The CARES Act excluded such payments from your “current monthly income” for purposes of the “means test.” The means test determines whether you can file a Chapter 7 “straight bankruptcy” case. If not you could be stuck with a Chapter 13 “adjustment of debts” case. A Chapter 7 case usually takes 3 or 4 months. A Chapter 13 case takes 3 to 5 YEARS, and almost always costs significantly more.
Without getting too deep into it, excluding pandemic relief payments from the means test makes passing the means test easier.

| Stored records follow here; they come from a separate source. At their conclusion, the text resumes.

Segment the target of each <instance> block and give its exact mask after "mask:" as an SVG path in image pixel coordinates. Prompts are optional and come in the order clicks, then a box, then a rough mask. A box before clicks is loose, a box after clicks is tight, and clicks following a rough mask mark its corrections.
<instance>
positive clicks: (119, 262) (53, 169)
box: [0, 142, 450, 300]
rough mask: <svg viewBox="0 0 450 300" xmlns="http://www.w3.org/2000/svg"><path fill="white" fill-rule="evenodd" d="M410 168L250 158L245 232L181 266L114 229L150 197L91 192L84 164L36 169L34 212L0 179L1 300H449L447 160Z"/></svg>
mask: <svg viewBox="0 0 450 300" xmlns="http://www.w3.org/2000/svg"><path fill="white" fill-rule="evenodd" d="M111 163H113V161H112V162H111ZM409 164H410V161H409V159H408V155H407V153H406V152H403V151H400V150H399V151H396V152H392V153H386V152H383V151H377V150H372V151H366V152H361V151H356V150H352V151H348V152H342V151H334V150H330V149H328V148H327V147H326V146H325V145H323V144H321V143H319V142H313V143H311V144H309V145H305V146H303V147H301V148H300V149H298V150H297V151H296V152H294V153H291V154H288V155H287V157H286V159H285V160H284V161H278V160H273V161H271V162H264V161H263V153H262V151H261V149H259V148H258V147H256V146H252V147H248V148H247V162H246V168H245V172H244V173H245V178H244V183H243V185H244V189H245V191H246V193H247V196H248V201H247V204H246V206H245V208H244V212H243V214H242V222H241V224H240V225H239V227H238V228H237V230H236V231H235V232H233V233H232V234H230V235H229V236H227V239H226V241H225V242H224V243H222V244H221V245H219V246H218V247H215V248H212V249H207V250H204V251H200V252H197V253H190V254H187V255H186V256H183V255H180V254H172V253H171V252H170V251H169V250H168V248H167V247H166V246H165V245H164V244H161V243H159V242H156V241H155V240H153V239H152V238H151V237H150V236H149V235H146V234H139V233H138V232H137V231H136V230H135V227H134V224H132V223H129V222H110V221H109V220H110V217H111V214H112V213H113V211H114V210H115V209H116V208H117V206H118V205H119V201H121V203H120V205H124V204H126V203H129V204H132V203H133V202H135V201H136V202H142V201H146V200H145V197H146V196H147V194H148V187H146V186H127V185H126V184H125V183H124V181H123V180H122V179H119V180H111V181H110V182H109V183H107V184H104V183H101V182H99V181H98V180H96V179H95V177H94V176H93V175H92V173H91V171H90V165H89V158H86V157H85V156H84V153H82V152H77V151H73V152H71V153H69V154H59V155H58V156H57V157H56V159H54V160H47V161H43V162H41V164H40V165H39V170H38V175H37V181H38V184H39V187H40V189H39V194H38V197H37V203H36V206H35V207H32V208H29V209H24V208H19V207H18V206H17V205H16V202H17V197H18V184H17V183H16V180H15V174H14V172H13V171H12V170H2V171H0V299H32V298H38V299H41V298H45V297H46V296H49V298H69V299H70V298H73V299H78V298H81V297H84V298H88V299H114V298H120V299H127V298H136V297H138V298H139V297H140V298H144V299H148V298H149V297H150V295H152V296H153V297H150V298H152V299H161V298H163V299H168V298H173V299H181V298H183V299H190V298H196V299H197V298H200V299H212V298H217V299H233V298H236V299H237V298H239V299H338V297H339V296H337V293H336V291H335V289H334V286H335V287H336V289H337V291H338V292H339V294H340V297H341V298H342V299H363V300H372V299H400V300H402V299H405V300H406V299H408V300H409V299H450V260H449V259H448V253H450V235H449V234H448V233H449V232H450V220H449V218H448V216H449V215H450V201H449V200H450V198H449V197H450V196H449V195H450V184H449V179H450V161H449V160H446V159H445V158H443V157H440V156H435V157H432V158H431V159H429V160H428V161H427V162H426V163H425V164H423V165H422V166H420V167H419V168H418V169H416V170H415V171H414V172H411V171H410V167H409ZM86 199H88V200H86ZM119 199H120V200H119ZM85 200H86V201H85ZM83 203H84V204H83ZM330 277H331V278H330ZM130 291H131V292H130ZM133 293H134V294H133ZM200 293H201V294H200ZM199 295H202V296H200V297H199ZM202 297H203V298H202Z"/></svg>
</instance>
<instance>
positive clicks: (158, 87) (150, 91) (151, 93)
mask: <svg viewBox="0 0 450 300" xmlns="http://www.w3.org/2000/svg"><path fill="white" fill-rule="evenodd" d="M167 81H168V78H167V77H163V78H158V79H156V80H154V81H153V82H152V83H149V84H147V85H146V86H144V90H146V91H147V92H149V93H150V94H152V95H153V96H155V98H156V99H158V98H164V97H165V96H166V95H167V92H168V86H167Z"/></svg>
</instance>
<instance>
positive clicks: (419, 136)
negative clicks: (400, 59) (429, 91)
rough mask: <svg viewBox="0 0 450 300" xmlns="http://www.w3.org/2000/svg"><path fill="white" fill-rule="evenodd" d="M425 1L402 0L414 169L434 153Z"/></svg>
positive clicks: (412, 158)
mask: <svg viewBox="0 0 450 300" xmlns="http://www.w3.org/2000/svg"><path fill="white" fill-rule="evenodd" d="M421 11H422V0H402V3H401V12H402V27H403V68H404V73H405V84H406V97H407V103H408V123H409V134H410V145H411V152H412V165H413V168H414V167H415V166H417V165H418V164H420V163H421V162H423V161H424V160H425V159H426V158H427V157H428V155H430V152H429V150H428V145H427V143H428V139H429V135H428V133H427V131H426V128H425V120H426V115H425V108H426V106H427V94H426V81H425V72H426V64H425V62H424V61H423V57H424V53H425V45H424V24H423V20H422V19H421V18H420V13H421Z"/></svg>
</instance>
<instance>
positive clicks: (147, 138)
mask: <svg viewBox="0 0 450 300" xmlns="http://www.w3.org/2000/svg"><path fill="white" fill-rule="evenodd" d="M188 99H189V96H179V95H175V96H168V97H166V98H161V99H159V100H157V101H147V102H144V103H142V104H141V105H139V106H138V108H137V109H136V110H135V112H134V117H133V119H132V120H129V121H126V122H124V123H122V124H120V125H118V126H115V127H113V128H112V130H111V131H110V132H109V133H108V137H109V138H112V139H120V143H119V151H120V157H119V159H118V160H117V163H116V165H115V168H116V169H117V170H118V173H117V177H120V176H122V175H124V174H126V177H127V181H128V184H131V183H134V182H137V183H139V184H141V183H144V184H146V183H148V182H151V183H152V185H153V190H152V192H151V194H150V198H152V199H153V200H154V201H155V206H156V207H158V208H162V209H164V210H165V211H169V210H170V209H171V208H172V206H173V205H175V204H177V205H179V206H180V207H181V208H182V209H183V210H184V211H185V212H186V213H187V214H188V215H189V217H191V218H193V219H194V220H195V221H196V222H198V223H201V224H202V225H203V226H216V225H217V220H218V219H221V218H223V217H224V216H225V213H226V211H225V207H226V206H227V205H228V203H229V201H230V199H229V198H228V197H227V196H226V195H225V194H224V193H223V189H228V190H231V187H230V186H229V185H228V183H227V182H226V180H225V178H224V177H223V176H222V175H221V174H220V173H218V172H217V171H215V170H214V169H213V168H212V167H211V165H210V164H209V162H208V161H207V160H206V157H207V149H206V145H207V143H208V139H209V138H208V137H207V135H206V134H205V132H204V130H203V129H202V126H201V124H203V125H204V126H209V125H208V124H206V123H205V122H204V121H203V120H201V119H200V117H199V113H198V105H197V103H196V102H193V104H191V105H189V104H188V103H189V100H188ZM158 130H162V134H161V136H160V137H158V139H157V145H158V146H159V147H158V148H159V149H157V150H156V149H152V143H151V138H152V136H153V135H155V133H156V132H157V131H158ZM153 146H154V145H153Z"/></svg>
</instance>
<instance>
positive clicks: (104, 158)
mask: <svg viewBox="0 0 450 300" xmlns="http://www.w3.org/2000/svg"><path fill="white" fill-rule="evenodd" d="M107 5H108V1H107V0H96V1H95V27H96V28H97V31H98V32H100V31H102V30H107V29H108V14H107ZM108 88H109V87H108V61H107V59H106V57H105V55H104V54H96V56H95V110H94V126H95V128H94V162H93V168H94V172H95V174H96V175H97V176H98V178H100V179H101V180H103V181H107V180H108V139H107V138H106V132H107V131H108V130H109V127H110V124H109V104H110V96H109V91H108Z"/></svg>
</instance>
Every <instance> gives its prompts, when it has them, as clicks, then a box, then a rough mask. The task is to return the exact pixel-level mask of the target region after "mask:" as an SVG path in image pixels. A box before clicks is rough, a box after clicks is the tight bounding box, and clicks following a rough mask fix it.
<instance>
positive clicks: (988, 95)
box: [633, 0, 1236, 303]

Part of that test is a rather complicated calculation of your “current monthly income.” Essentially that’s the average of the last 6 full calendar months of income from virtually all sources. A single large payment—such as a $600 pandemic “economic impact payments,” or $1,200 for a married couple—could artificially significantly increase your “current monthly income” and make you fail the “means test.”
Unlike the prior CARES Act, the new Consolidated Appropriations Act enacted on December 27 does not include this same kind of protection. Does this mean that you and your lawyer must include the $600 relief payments in calculating the means test? Might receiving this “economic impact payment” effectively disqualify you from filing a Chapter 7 case?
It’s a Matter of Timing
Perhaps not. These payments may well be protected by the CARES Act. It’s means test protection directly designed for the old $1,200 relief payments very likely also applies to the new $600 payments.
CARES excluded the following from the means test:
Payments made under Federal law relating to the national emergency declared by the President under the National Emergencies Act (50 U.S.C. 1601 et seq.) with respect to the coronavirus disease 2019 (COVID–19).
Coronavirus Aid, Relief, and Economic Security Act (“CARES”), Section 1113(b)(1)(A).
The new $600 “economic impact payments” are certainly being made under the same continuing national emergency related to the pandemic. So, while the new Consolidated Appropriations Act does not provide new “means test” protection, the CARES Act’s protections continue. (See our blog post of April 13, 2020 about the Consumer Bankruptcy Changes in the CARES Act.)
However, your access to those protections may well depend on the timing of your bankruptcy case. That’s because the CARES Act protections have a fast-approaching expiration date. The means test part of CARES is to be deleted from the Bankruptcy Code effective “on the date that is 1 year after the date of enactment.” CARES, Section 1113(b)(2). CARES was enacted on March 27, 2020. That means that these two changes apply to all cases filed any time before that date but only through March 26, 2021.
It’s possible that this deadline will get extended. But an extension was not in the new law. And the expiration is barely two months away as of the writing of this blog post. So there’s a good chance that time will run out.
See your bankruptcy lawyer about how all this would apply to you, and if there have been any subsequent changes in the law.